A Portaria nº 198/2025, que institui o ODS 18 – Igualdade Racial, representa um marco histórico no enfrentamento ao racismo institucionalizado. Ela reposiciona o debate sobre sustentabilidade e clima ao reconhecer, em suas metas, que povos afrodescendentes, quilombolas e originários sofrem violações persistentes de direitos humanos.

O ODS 18 traz à tona a urgência de soluções e reparações sociais, ambientais e econômicas voltadas a esses grupos. Ela nasce com uma característica essencial: a participação popular. Assim, a sociedade civil organizada teve um papel ativo no grupo de trabalho que o construiu, o que representa um avanço democrático simbólico.

Ao ser abraçado pela Casa Sustentabilidade Brasil, o ODS 18 reafirma que a crise climática também é uma crise de direitos humanos. Reconhecer a igualdade racial e a diversidade como eixos estruturantes da ação climática é admitir que não haverá transição justa enquanto os corpos e territórios mais afetados seguirem à margem.

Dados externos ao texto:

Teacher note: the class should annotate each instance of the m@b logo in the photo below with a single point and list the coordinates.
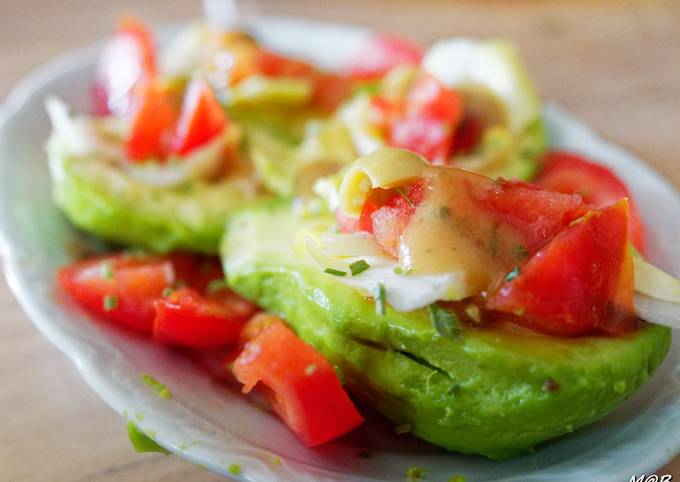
(651, 478)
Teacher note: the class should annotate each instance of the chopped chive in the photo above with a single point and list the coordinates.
(159, 388)
(110, 302)
(216, 285)
(106, 270)
(444, 321)
(358, 267)
(413, 473)
(403, 194)
(380, 299)
(512, 274)
(335, 272)
(520, 252)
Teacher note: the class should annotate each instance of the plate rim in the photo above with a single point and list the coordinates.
(14, 103)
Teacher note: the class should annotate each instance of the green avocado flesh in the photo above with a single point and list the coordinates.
(98, 197)
(491, 392)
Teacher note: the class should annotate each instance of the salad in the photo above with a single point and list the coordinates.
(396, 235)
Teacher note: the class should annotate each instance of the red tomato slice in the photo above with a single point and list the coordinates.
(539, 214)
(306, 391)
(187, 318)
(152, 123)
(202, 118)
(120, 288)
(597, 185)
(431, 114)
(580, 283)
(128, 59)
(381, 53)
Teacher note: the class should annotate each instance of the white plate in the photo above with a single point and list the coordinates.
(213, 425)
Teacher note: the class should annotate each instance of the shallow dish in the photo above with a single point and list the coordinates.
(216, 427)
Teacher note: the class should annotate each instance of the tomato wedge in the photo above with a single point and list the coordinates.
(306, 391)
(579, 283)
(598, 185)
(431, 114)
(121, 289)
(201, 120)
(152, 124)
(187, 318)
(380, 54)
(178, 298)
(128, 60)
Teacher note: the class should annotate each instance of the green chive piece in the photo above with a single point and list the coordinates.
(160, 388)
(110, 302)
(512, 274)
(142, 442)
(413, 473)
(335, 272)
(444, 321)
(106, 270)
(380, 299)
(520, 252)
(403, 194)
(216, 285)
(358, 267)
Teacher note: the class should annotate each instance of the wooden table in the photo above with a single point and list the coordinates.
(614, 64)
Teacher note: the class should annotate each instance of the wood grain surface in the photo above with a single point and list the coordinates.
(614, 64)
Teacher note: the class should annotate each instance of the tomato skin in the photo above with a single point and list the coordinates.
(535, 211)
(431, 113)
(579, 283)
(306, 391)
(128, 60)
(598, 185)
(188, 319)
(152, 123)
(134, 283)
(202, 118)
(380, 54)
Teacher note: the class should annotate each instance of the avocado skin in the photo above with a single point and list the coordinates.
(487, 393)
(98, 198)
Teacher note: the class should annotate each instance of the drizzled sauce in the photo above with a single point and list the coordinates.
(451, 232)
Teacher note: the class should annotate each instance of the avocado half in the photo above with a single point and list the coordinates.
(490, 392)
(99, 197)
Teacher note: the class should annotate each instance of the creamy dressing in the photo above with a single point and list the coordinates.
(450, 232)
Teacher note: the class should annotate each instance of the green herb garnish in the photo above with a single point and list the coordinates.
(106, 270)
(110, 302)
(520, 252)
(335, 272)
(444, 321)
(358, 267)
(160, 389)
(380, 299)
(414, 473)
(141, 442)
(403, 194)
(216, 285)
(512, 274)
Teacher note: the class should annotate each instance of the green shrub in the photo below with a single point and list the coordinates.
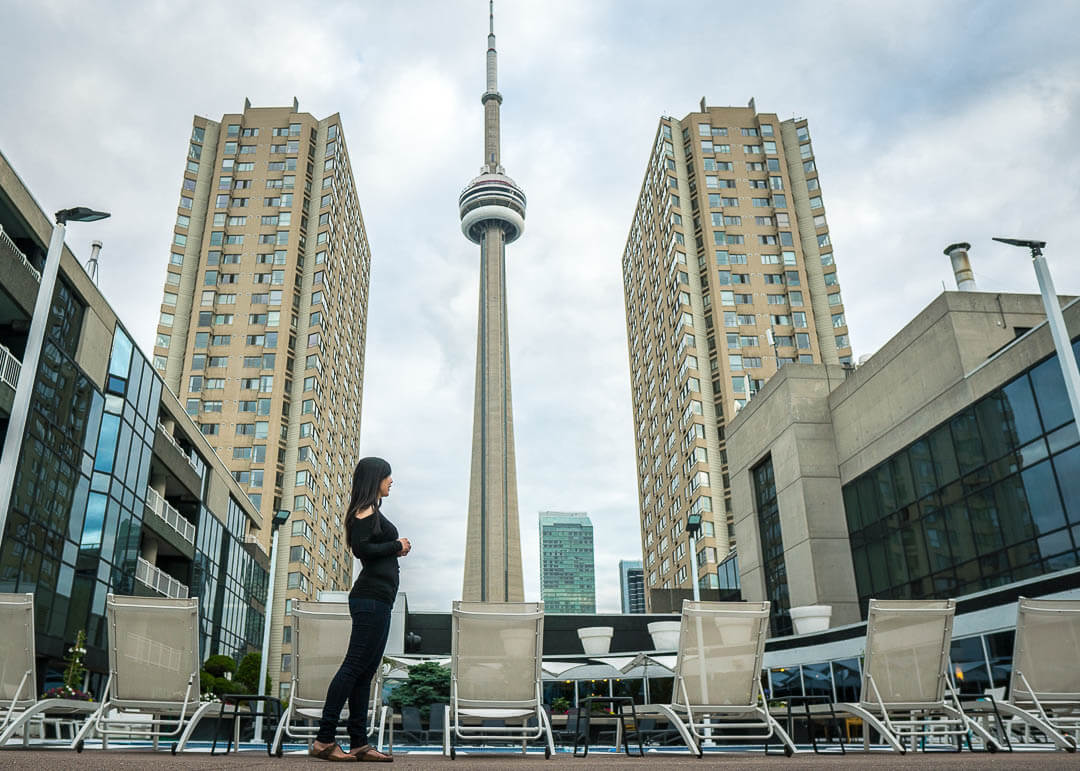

A Agência de Sustentabilidade das Comunidades do Rio Doce (Ascord) atua na Planície Costeira do Rio Doce, uma região marcada por vulnerabilidades socioambientais. De que forma as vivências locais inspiram a discussão sobre justiça climática, racial e de gênero dentro da COP30?

Essa pergunta toca em um ponto central. A Ascord atua em uma região impactada por graves vulnerabilidades socioambientais — agravadas pelo crime da lama e pela ausência de políticas públicas estruturantes. Assim, nosso papel é transformar dor em resistência e protagonismo.

Pautamos, portanto, a geração de renda a partir da sustentabilidade, conectando preservação ambiental à dignidade humana. Assim, fortalecemos mulheres, juventudes e comunidades tradicionais que vivem na linha de frente dos impactos climáticos.

A presença da Ascord na COP30 simboliza mais do que uma participação institucional. É um ato de afirmação territorial e política. A conferência é, portanto, uma vitrine global onde podemos compartilhar nossas práticas de resistência. Além disso, podemos denunciar a omissão do poder público e apresentar soluções enraizadas nas comunidades.

No entanto, a justiça climática não se constrói de cima para baixo. Ela nasce das margens, das vozes que foram silenciadas e que agora exigem centralidade nas decisões globais, com práticas baseadas em justiça social e sustentabilidade real.